Eggs in a Nest

There are a lot of different names for this, but Eggs in a Nest is what my mom always called it. Actually, my mom usually made hers in a muffin pan with the bread pushed into the cup to form a nest, but this is basically the same idea. I found that the use of hearty whole grain bread made it a bit difficult to get into the cup in one piece, so I started doing it this way instead.
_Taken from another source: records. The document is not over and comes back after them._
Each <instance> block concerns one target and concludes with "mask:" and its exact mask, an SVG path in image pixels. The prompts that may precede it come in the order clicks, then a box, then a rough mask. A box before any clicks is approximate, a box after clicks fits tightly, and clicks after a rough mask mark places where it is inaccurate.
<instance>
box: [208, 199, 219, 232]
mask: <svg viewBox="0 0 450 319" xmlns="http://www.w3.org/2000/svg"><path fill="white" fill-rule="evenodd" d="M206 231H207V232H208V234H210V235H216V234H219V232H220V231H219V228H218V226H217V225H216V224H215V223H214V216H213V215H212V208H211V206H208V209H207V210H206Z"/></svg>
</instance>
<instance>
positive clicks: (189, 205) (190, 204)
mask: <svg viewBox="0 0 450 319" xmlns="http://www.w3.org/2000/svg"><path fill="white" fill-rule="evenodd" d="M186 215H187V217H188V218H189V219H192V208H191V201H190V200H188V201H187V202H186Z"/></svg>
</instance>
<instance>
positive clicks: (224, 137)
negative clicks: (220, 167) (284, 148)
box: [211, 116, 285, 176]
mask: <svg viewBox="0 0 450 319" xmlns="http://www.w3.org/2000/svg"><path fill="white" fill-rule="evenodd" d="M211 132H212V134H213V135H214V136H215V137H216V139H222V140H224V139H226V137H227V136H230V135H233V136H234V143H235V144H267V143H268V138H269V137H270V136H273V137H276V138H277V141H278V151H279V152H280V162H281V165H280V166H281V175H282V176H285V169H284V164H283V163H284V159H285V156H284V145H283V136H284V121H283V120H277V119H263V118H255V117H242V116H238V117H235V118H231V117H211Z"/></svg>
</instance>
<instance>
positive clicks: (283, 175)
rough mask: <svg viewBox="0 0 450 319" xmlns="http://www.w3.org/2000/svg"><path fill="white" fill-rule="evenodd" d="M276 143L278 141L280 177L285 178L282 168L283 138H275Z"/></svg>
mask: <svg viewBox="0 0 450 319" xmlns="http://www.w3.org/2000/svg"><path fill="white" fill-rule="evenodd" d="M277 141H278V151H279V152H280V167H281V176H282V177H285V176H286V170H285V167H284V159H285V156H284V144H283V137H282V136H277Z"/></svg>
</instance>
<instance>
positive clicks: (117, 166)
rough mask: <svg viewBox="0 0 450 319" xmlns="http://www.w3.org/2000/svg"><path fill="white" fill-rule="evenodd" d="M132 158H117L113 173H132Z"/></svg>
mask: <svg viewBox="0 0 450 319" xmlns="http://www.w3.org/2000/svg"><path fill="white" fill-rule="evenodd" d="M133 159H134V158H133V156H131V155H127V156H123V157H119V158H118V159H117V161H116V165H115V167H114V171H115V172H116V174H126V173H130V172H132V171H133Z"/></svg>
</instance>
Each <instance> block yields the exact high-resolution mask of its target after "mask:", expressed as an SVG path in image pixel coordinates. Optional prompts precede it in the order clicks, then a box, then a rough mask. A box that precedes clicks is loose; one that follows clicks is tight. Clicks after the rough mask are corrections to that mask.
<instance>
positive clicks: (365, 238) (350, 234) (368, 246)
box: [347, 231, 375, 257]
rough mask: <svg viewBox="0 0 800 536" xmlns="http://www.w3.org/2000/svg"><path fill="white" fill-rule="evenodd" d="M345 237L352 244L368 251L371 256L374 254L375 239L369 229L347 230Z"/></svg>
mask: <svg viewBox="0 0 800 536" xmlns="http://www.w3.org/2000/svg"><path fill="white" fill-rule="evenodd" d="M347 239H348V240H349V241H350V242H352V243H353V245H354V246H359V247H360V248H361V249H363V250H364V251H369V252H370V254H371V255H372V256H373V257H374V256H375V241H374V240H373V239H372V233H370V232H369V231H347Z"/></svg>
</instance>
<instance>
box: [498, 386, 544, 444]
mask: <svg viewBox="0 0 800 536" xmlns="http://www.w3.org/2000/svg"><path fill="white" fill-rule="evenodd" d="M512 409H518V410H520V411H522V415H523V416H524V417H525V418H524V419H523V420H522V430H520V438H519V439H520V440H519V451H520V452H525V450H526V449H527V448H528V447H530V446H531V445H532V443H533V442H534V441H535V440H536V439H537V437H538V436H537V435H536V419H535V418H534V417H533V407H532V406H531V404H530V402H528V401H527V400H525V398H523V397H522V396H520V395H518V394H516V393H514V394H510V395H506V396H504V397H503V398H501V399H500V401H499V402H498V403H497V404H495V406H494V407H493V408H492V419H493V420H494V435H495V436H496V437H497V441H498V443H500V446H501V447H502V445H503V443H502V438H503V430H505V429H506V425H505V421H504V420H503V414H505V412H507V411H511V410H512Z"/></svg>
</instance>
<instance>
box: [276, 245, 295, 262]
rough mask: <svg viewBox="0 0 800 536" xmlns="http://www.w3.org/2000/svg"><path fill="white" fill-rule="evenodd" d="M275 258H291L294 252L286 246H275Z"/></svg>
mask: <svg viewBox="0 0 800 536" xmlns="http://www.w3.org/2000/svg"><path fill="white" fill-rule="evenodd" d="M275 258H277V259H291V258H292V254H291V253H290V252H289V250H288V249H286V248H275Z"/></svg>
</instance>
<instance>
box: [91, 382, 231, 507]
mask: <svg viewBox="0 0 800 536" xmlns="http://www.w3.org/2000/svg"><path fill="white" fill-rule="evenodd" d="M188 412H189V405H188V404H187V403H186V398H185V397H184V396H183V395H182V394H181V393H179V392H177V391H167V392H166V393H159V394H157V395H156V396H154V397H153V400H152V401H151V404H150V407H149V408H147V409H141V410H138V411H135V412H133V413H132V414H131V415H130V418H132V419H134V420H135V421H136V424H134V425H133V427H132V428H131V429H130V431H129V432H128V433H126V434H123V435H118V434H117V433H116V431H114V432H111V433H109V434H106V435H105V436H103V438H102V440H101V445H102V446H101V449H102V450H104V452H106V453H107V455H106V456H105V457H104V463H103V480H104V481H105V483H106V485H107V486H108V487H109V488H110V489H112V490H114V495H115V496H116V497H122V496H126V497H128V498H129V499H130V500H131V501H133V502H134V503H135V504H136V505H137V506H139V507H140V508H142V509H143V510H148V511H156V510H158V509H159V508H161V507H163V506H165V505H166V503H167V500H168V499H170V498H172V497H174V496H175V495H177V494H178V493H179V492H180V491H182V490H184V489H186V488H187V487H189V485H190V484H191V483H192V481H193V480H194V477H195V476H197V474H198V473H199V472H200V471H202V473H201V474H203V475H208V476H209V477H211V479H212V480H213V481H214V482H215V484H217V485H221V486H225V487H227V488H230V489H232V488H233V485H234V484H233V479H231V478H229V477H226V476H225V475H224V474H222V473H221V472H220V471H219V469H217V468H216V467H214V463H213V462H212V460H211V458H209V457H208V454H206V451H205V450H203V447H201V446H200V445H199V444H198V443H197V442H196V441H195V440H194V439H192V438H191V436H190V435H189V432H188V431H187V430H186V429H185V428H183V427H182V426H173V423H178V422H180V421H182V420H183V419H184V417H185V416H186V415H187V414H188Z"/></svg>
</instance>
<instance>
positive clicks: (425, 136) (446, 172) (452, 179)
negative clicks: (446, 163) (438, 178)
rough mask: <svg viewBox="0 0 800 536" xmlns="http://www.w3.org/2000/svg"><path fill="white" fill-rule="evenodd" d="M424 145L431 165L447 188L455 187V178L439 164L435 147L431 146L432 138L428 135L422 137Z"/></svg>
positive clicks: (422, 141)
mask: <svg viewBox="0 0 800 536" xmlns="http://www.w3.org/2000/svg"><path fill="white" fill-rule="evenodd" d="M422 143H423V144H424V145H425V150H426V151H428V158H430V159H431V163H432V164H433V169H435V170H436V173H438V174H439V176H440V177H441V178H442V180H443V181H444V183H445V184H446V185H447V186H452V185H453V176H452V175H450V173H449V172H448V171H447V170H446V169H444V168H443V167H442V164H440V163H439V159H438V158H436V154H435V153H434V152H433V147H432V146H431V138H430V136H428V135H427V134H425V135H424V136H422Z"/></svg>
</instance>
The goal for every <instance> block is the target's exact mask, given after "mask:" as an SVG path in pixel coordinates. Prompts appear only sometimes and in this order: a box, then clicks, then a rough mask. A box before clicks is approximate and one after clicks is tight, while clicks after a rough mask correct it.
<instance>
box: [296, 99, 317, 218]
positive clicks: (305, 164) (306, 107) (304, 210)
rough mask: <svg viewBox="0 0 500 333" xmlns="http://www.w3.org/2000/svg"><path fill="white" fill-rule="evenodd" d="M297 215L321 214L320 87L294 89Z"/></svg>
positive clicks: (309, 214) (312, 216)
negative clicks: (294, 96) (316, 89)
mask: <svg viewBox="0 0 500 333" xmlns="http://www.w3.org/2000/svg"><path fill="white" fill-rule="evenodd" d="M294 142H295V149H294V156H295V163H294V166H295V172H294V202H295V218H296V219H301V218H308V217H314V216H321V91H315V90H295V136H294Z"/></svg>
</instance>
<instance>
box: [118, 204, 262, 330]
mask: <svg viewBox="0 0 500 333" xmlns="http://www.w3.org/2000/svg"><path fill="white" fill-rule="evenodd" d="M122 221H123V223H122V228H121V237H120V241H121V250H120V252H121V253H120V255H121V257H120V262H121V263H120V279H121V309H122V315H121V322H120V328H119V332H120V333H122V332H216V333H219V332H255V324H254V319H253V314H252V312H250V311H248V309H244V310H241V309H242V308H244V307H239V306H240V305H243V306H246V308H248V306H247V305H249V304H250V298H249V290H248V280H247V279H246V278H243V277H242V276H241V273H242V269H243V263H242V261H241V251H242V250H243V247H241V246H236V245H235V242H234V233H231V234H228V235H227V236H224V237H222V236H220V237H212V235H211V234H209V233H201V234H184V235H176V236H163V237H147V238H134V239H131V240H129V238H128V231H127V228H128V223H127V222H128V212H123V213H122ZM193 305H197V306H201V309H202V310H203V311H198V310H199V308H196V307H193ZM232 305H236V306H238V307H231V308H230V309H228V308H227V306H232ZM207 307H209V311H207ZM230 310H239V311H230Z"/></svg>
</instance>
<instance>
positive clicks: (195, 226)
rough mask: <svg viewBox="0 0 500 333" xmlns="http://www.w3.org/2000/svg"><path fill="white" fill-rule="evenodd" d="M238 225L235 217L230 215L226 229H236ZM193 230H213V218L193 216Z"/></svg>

Other methods of making this call for a hole to be cut out of the bread with a cookie or biscuit cutter, and for the whole thing to be fried in a pan with loads of grease. I don’t do either of these things and I find it to be much easier.Start by buttering one side of the bread. Place the buttered side down on a cookie sheet (you can grease the cookie sheet, but I find that if I just slide the bread around a bit, it greases the spot underneath it just fine), and poke a hole in the middle of the bread. Using your fingers, squish the bread in the center towards the outer crust evenly in all directions, creating a nice egg-sized hole. Break an egg into the hole you’ve made. Sprinkle with salt and pepper and then top with grated cheese. You can use any kind of cheese, but I particularly like cheddar with a bit of freshly grated parmesan (I used part skim mozzarella with just a little bit of cheddar today). Bake for about 15 minutes at 350 degrees (depending on how soft you like your yolks). My kids love to eat this for breakfast because they can eat it with their hands. Serve with a little ketchup or salsa (which turned out wonderfully despite my concerns) on the side, or dunk them into a pool of Frank’s Red Hot (my personal favorite).

9 thoughts on “Eggs in a Nest”

  • Great idea not to use so much grease. Fun to make too. OH — I made the Laurel’s Kitchen oatmeal bread. MMMM. Very very nice taste. Not quite as dense as the whole wheat variety in the book. Very nice. I picked up a used copy of the Farmhouse Cookbook and can’t wait to read through that! The old adage: so many books, so little time. (so much yarn, so little time….so much fabric, so little time! and on and on!!!)

  • We called them “toad-in-the-holes” and we used a measuring cup or small juice glass to cut the hole. We’d then butter the hole and the bread and fry both with the egg.


    I still make them on comfort days, though my kids won’t touch them because the yolk is soft.

  • Danielle – We don’t like runny yolks either, so we cook them until the yolks are rock hard and we can pop them out (they’re the dog’s favorite treat!).
    Toad-in-the-hole is a great name too. I’m beginning to think “eggs in a nest” is a little drab!

  • Wow, I have actually never heard of these! What a great way to use up some homemade bread!!! And it looks quick, easy, and pretty nutritious!